WHAT IS ALREADY KNOWN ABOUT THIS SUBJECT

The long-acting inhaled beta(2)-agonist formoterol has systemic effects when taken in high doses. It can be used as relief medication in asthma and there is interest in this approach in chronic obstructive pulmonary disease (COPD). Relief medication can involve high doses, and in subjects with COPD who have limited ability to bronchodilate the adverse effects can outweigh the benefits. There are concerns with the overall safety of high-dose beta(2)-agonists in subjects with COPD, and this study looks at the balance of beneficial and adverse effects of a range of doses of inhaled formoterol.

WHAT THIS STUDY ADDS

Among subjects with COPD, high-dose inhaled formoterol produced a dose-related increase in forced expiratory volume in 1 s without a corresponding reduction in dyspnoea or increase in walk distance. Systemic effects were modest, however, and high doses did not appear to reduce patient satisfaction.

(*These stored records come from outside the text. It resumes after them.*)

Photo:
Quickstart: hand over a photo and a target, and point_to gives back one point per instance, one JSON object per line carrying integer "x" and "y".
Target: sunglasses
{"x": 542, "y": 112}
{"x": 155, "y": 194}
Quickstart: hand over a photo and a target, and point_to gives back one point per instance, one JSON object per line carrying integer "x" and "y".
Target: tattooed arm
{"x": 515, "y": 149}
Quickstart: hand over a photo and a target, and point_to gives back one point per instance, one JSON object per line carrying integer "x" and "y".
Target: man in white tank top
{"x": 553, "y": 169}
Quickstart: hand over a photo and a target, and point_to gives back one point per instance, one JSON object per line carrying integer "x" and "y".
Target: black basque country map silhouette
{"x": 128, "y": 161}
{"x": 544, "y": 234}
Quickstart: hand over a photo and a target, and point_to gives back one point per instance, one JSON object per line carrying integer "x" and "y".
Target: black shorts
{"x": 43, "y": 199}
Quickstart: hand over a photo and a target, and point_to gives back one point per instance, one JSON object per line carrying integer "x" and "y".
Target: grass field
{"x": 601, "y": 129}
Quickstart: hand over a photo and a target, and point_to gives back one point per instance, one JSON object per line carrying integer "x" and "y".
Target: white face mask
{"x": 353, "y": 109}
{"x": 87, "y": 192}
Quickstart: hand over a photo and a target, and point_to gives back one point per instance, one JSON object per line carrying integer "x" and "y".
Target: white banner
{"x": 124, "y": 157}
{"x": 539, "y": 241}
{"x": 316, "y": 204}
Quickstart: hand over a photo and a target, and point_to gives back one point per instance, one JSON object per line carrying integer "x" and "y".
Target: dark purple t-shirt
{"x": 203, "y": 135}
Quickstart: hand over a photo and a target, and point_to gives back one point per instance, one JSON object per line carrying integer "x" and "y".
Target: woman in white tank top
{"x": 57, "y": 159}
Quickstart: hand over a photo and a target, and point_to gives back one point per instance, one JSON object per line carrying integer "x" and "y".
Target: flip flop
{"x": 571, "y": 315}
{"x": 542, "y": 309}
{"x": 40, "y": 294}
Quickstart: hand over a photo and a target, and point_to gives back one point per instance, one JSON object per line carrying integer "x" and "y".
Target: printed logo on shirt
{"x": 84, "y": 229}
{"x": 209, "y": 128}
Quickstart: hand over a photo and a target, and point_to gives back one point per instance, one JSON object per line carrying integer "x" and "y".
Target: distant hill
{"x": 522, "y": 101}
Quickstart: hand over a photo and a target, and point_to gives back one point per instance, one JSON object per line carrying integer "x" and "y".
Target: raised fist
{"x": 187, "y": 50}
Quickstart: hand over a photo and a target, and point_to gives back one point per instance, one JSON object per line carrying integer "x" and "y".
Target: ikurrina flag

Although further safety data are needed, inhaled formoterol may have a role as relief medication in COPD. AIMS Rac-formoterol is effective as maintenance treatment for both asthma and chronic obstructive pulmonary disease (COPD) and is now used as relief therapy in asthma. Using rac-formoterol for relief and maintenance treatment could involve inhalation of high doses, and whether this is of benefit in COPD is uncertain. Our aim was to determine whether higher doses of inhaled rac-formoterol produce systemic adverse effects that outweigh the limited bronchodilator benefit seen in subjects with COPD.

METHODS

We examined airway and systemic effects of 6, 12, 24 and 48 microg rac-formoterol and placebo on separate days in 20 subjects with symptomatic COPD [forced expiratory volume in 1 s (FEV(1)) 47% predicted]. FEV(1), oxygen saturation, dyspnoea, 6-min walk distance, patient satisfaction and systemic effects were measured and treatment was assessed against placebo and for dose-response effects.

RESULTS

FEV(1)[area under the time-response curve (AUC)] and satisfaction scores increased with all formoterol doses compared with placebo, as did AUC tremor with the 24- and 48-microg doses and AUC heart rate with the 48-microg dose. A dose-response relationship was seen with FEV(1) and tremor, but not with satisfaction scores. There was no difference between placebo and rac-formoterol for other variables.

CONCLUSIONS

Our results show that in patients with COPD rac-formoterol improves FEV(1) and patient satisfaction without a corresponding reduction in dyspnoea. Since the systemic effects from a relatively high dose were minimal, its use as relief medication in COPD merits further evaluation.